While many of the architectural challenges we have to deal with are big hard choices, there are also many smaller simpler ones. From "don’t call repository classes from controllers" to "don’t have cyclic dependencies". In most projects I’ve worked in these are unwritten rules. But why not write them down in a way that we can also see if the rules get broken? Can we test these rules?
Introduction
In my opinion one of the most important components of a mature software engineering process is to have a peer review process in place. One of the complaints you often hear about peer reviews is the time they take. This is often seen as 'waste'. Often these complaints have a very good point; it’s easy to end up in a situation where reviews end up as bike-shedding exercises while they should focus on learning and making the software better.
So an important aspect is to automate these checks as much as possible. Linters like CheckStyle and FindBugs are in my opinions mandatory to get rid of most of the uncertainty in a code review. But these kind of Linters can often not check more complex rules. Fortunately there is a neat tool for these rules: ArchUnit.
What you can achieve with ArchUnit is to have an automated set of architectural tests you can run against any code-base automatically, that will inform you (in an as unsubtle manner as you want) that someone is violating the rules you as a group decided up-on. This way you can be sure that you won’t have some teams drifting off in a different direction architecture wise and focus on the things that matter in your peer reviews.
ArchUnit
ArchUnit is a testing library that aims to, as opposed to testing the business logic of your code (what you’d normally write unit or integration tests for), test the code to see if it still fits predefined architectural rules. Of from the ArchUnit page itself:
ArchUnit is a free, simple and extensible library for checking the architecture of your Java code using any plain Java unit test framework. That is, ArchUnit can check dependencies between packages and classes, layers and slices, check for cyclic dependencies and more. It does so by analyzing given Java bytecode, importing all classes into a Java code structure.
It plugs into your existing test framework. In my example I will use JUnit 5 as the runner.

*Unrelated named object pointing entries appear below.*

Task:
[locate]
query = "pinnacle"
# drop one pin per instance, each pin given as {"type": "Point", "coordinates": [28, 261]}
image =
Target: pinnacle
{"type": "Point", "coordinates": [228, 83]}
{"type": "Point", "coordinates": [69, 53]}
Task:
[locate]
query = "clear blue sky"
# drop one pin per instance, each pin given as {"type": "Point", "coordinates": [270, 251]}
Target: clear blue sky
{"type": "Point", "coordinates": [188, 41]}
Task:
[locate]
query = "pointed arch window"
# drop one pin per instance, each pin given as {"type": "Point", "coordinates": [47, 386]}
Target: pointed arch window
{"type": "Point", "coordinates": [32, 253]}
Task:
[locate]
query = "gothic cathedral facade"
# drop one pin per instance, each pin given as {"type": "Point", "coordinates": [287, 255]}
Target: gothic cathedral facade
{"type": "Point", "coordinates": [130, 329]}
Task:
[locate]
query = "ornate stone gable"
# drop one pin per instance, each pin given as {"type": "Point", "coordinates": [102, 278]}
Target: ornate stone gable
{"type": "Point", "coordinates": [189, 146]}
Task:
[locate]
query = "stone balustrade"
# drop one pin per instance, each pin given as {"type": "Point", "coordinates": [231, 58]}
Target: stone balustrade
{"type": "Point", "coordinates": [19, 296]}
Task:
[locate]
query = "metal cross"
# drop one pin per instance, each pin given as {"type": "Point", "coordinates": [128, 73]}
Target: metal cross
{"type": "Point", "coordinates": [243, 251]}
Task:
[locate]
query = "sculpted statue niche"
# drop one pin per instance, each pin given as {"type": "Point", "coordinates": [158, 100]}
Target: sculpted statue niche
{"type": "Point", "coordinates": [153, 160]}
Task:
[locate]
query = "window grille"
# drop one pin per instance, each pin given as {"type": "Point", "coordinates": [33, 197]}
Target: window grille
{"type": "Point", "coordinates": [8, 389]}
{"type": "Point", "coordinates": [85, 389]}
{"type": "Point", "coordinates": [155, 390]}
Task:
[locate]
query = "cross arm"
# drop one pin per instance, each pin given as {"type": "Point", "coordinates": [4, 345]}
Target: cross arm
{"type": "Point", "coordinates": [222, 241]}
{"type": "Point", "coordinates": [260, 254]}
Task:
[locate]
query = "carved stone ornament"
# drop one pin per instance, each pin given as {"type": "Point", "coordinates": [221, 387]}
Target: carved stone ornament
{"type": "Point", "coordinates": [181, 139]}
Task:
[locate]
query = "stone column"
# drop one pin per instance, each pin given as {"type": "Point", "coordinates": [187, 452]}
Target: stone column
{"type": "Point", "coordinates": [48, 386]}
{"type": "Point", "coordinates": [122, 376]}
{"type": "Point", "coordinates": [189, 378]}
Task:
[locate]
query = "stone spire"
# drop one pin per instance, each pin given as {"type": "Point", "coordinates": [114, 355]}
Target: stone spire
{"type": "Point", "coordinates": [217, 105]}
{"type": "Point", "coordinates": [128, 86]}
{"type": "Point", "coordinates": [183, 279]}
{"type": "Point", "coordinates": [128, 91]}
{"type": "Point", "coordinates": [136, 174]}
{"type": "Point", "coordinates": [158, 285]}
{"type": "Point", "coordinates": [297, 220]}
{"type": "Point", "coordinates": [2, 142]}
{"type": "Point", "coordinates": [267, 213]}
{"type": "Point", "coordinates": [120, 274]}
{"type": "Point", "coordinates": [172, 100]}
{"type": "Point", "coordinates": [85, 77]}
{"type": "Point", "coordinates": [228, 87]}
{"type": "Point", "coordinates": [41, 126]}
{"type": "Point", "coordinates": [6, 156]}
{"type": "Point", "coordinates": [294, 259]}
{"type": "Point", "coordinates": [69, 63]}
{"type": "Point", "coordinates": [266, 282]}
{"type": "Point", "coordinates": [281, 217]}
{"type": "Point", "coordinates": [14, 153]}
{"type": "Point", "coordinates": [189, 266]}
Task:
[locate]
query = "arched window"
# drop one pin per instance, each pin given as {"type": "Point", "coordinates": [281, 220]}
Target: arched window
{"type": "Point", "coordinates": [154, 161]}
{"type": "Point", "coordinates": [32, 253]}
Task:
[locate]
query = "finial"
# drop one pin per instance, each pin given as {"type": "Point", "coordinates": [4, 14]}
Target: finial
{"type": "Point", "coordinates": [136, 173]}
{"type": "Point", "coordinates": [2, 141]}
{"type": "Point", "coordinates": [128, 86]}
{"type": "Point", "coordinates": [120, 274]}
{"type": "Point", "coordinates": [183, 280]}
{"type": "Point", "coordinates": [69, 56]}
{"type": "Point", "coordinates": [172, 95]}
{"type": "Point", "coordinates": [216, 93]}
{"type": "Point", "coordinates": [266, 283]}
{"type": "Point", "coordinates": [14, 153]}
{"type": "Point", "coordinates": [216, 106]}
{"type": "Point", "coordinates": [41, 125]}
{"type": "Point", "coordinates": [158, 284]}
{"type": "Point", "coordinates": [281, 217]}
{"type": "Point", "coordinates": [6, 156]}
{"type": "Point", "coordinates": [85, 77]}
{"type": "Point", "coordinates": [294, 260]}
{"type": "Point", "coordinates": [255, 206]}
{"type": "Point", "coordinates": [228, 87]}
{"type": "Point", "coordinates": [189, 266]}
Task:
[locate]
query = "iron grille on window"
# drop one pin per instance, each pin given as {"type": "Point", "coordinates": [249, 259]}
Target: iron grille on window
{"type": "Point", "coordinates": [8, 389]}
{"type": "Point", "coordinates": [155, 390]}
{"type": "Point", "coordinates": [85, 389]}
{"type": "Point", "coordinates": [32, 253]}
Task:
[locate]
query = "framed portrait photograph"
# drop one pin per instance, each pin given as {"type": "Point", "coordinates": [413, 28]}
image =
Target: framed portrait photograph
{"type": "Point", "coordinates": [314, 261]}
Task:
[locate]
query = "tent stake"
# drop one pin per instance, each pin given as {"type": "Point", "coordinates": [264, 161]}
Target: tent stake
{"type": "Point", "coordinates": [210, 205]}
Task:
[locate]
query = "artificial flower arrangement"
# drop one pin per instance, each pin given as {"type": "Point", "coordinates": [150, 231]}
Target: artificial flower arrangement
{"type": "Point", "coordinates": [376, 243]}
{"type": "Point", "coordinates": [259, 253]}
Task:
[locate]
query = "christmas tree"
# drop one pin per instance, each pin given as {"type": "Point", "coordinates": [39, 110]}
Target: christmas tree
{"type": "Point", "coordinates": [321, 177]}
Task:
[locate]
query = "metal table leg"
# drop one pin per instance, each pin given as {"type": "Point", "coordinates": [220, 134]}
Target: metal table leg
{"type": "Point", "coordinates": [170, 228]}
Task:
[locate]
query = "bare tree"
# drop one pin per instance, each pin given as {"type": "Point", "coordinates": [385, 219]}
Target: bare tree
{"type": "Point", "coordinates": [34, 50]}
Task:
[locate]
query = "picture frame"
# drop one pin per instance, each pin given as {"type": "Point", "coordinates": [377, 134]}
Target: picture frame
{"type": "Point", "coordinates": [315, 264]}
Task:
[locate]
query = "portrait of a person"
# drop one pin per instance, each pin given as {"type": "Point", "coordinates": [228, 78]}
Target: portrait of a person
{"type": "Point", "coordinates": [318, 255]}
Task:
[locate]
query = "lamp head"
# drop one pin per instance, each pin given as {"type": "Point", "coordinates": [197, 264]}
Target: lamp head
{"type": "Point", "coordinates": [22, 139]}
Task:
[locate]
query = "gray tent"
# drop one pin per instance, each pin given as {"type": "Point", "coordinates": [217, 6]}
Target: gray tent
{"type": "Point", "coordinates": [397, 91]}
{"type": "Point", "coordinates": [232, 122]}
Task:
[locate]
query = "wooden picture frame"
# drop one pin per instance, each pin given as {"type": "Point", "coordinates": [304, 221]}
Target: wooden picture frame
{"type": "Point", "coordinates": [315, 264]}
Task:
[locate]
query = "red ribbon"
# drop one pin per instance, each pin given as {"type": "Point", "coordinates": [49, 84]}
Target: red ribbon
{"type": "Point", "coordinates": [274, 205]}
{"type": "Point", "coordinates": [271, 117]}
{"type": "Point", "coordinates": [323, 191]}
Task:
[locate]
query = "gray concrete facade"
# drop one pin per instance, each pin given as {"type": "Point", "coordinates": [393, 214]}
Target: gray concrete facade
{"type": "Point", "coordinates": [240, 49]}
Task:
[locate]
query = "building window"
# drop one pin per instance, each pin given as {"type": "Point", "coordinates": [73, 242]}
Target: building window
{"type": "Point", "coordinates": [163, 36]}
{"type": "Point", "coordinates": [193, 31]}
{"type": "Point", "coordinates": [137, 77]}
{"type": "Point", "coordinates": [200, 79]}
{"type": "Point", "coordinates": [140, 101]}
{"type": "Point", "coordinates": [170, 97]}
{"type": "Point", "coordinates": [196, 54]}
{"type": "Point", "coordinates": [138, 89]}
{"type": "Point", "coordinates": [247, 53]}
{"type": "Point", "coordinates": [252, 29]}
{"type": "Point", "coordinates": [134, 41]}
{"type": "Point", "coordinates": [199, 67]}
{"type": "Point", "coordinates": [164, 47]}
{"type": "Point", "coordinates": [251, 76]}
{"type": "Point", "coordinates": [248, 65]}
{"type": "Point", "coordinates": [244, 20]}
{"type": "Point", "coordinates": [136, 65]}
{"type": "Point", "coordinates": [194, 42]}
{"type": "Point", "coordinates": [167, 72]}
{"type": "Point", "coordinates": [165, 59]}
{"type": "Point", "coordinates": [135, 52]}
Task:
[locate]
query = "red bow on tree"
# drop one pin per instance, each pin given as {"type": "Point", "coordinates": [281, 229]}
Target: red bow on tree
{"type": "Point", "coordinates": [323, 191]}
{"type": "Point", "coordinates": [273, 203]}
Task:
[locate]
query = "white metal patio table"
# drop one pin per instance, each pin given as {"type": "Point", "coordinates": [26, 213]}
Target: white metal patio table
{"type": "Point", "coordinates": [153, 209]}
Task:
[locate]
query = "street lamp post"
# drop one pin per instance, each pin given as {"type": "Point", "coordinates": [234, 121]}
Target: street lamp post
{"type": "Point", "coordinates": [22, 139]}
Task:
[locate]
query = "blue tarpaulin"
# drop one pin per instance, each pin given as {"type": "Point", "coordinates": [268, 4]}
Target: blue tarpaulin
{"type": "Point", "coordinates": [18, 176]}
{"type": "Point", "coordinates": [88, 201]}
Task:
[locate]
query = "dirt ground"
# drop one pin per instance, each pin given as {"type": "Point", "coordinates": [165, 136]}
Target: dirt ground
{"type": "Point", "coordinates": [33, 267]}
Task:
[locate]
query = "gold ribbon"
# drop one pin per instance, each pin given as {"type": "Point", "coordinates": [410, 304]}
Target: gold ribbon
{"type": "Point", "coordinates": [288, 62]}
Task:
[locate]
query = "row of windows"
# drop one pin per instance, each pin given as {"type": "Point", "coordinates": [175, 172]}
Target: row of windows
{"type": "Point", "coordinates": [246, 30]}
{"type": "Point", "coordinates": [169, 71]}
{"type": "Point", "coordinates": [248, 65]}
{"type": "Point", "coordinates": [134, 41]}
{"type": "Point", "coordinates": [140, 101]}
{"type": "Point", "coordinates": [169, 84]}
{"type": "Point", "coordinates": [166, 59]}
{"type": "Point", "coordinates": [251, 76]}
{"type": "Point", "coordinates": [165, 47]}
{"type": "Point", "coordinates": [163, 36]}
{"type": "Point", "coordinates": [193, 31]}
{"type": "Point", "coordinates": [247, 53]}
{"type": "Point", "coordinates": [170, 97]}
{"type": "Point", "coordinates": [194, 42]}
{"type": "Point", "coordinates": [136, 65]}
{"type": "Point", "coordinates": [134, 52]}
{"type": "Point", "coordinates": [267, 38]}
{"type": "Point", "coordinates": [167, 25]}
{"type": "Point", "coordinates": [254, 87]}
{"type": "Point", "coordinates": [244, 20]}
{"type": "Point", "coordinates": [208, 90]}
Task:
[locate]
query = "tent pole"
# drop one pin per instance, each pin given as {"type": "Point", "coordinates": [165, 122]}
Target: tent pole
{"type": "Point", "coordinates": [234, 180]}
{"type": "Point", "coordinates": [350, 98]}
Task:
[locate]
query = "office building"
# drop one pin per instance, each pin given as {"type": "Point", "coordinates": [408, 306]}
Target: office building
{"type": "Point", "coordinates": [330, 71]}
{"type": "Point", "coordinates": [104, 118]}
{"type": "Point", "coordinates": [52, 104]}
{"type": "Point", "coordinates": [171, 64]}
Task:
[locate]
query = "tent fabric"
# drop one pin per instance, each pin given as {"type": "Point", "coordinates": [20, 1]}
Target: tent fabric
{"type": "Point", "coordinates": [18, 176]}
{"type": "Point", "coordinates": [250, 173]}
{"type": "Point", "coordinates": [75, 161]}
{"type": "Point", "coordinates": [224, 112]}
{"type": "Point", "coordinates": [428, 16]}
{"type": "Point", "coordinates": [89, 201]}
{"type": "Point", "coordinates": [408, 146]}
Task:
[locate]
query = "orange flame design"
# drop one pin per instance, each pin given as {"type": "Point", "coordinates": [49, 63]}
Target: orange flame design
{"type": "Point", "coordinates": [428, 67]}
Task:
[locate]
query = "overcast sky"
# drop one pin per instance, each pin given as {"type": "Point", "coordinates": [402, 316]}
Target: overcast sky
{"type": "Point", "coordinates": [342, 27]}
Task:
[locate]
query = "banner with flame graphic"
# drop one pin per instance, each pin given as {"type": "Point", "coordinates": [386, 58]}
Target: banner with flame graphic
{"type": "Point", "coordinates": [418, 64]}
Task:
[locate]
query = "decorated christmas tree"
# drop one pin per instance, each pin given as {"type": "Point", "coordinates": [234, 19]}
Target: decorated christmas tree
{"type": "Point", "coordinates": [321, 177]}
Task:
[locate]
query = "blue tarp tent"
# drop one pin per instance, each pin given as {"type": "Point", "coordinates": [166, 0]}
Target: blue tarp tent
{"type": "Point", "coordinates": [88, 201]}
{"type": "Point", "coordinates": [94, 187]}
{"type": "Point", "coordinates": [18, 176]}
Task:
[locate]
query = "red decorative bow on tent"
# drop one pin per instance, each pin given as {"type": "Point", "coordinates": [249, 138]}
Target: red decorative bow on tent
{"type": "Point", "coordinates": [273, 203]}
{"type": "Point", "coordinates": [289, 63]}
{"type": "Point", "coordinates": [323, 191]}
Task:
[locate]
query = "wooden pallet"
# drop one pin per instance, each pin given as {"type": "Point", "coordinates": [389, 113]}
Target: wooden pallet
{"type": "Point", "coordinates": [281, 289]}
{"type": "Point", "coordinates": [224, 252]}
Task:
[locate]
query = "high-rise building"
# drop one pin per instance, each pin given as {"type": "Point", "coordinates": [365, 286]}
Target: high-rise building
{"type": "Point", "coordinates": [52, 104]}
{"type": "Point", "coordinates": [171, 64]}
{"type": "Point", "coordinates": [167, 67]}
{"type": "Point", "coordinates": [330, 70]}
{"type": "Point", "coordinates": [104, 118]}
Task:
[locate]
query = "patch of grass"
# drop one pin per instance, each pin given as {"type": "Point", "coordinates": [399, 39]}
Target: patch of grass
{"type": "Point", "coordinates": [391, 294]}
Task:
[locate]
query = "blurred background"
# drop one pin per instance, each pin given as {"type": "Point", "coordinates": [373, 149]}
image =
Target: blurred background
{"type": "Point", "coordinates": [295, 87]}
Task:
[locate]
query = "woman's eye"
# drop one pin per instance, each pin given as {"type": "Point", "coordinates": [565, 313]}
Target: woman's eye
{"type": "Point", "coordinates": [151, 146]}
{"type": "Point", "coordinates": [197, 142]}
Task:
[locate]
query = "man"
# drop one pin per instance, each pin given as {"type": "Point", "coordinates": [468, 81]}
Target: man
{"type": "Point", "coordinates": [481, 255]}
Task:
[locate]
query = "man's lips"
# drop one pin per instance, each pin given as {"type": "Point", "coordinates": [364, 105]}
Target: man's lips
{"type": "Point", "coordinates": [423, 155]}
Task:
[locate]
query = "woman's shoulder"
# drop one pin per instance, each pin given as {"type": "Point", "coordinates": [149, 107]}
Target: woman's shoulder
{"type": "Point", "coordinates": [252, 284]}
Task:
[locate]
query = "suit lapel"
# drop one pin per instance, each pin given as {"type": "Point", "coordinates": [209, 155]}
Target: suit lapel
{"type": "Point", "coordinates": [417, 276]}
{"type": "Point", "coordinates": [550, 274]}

I have created an example microservice project with a "Foo" service and a "Bar" service. Because we love building abstractions we have both services inherit from a Service Base that acts as our own miniature web framework.
For demonstration purposes these services are in their own separate Maven modules. In practice you would probably have these micro services in their own separate repositories, which works fine too. I will give some examples of rules you can implement with ArchUnit. Whether they fit your architecture or are even a good idea I will leave up to you. The main goal here is to see the power (and shortcomings) of ArchUnit.
The tests are all in the ArchitectureTest class in the test module. This demonstrates that, since ArchUnit works with bytecode inspection, it does not have to be inside the module you’re testing. It is a 'meta' test set that can be used on all your projects.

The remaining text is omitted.